Mais ne nous trompons pas. Si Notre Seigneur Jésus-Christ enseigne ce que nous devons faire et comment nous devons agir, Il dénonce et condamne aussi les mauvais comportements. Il indique la voie qu’il faut prendre et barre celle qu’il ne faut pas suivre. Il nous a montré le chemin et ses exigences, Lui-même est un exemple à suivre, comme Il nous donne aussi des contre-modèles. Car s’il existe un chemin vers la vie éternelle, nombreuses sont les routes qui mènent vers l’enfer, là où il y a des grincements de dent, là où seront jetés les réprouvés. En outre, s’il est possible pour tous, sans exception, ce chemin est étroit et difficile. Mais comment choisir le bon chemin et éviter tous les autres sans code de la route, sans signalisation ni GPS ? Et plus la mer est agitée et obscurcie par la tempête, plus nous avons besoin de signaux et de phares pour nous guider vers le port du salut et éviter de nous échouer sur les récits de la désolation…

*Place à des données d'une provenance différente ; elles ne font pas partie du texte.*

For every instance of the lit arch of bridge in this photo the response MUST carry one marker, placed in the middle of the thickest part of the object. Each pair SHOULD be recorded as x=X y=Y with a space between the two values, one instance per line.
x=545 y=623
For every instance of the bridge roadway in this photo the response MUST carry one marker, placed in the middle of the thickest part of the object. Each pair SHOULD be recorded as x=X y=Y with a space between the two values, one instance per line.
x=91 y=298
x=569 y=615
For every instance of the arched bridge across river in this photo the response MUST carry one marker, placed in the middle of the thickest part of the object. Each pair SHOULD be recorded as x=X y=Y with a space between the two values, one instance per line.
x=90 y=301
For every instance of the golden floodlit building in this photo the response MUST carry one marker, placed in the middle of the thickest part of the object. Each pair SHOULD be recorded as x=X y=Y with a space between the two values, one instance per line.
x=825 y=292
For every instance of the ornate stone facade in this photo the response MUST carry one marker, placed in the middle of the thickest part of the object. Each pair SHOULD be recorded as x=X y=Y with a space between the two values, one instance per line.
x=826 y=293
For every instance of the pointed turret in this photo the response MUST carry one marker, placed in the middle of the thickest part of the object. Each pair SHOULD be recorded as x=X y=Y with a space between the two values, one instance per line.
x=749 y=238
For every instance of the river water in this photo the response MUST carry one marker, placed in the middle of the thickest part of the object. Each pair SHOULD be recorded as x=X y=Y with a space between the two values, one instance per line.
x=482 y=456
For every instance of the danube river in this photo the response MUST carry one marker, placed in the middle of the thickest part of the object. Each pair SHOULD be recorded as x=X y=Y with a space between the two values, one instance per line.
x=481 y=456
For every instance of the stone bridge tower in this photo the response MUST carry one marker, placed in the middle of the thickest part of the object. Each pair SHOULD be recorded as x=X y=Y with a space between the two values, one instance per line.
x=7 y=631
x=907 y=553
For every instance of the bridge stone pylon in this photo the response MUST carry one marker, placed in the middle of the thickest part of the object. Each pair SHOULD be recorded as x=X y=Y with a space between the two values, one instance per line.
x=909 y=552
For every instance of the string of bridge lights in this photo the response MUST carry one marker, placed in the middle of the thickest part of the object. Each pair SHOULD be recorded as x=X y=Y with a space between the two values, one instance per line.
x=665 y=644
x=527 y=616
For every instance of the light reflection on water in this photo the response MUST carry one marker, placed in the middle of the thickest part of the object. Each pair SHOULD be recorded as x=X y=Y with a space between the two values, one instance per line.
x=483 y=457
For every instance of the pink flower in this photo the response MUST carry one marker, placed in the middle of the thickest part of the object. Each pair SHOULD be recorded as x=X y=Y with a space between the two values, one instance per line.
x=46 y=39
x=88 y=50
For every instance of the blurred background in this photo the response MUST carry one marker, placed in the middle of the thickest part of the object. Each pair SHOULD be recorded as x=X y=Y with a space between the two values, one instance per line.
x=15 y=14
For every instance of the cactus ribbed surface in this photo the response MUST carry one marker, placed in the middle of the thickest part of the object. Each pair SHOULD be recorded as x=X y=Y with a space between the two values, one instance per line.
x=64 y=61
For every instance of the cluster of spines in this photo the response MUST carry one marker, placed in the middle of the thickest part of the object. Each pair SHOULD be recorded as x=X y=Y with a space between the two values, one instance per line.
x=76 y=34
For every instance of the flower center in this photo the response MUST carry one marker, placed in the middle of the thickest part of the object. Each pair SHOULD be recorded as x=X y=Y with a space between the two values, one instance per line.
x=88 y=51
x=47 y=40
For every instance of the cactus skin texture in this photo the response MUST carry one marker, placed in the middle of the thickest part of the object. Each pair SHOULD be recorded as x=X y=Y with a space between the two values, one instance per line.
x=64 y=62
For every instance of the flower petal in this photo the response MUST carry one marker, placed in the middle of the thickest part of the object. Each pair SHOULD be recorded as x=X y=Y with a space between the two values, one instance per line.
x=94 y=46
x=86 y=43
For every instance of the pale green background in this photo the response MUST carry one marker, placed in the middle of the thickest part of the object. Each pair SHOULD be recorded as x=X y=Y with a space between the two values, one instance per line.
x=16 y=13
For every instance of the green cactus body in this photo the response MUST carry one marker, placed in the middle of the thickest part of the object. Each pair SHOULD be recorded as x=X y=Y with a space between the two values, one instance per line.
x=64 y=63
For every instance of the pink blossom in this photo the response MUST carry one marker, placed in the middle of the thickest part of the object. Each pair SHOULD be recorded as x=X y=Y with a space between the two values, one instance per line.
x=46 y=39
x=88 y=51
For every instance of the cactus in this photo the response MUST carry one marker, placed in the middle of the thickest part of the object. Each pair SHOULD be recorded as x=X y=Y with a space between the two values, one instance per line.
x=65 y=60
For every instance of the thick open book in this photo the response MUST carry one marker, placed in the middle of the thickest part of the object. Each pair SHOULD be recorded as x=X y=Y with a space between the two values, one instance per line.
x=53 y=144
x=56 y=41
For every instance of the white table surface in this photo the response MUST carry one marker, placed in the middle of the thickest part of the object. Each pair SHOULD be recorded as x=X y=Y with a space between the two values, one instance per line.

Au bout du chemin, un ange séparera les mauvais des bons. Le non-choix ne sera pas possible. « Qui n’est pas avec moi est contre moi, et qui n’amasse pas avec moi disperse. » Si nous ne sommes pas avec Notre Seigneur Jésus-Christ, nous nous opposons à Lui. Si nous ne travaillons pas à son œuvre, nous travaillons en vain pour notre vie éternelle. L’enseignement de la morale chrétienne ne peut pas évacuer le jugement de Dieu. Mais contrairement à la vision sombre que nous serions tentés d’avoir, la morale chrétienne est imprégnée d’espérance et de joie. Car la route est accessible. Nous pouvons en effet la suivre jusqu’au bout si nous demeurons en Notre Seigneur Jésus-Christ car Il est Lui-même en nous, « la voie, la vérité, la vie ». Et avant le franchissement de la ligne d’arrivée, tout est encore possible. Car à côté de la justice divine se dresse aussi la miséricorde de Dieu. La Croix est aussi salut. Enfin, Notre Seigneur Jésus-Christ n’a pas rejoint son Père en nous laissant orphelin. Il nous a laissé l’Église assistée continuellement par le Saint Esprit. Nous ne sommes donc pas seuls, livrés à nous-mêmes…

 


Notes et références

[1] Voir Émeraude, juin 2020, article « La Morale et l’Évangile  (1) : Le Bon Samaritain ».

[2] Voir Émeraude, avril 2020, article « Une crise à surmonter mais des critiques à remettre en cause ».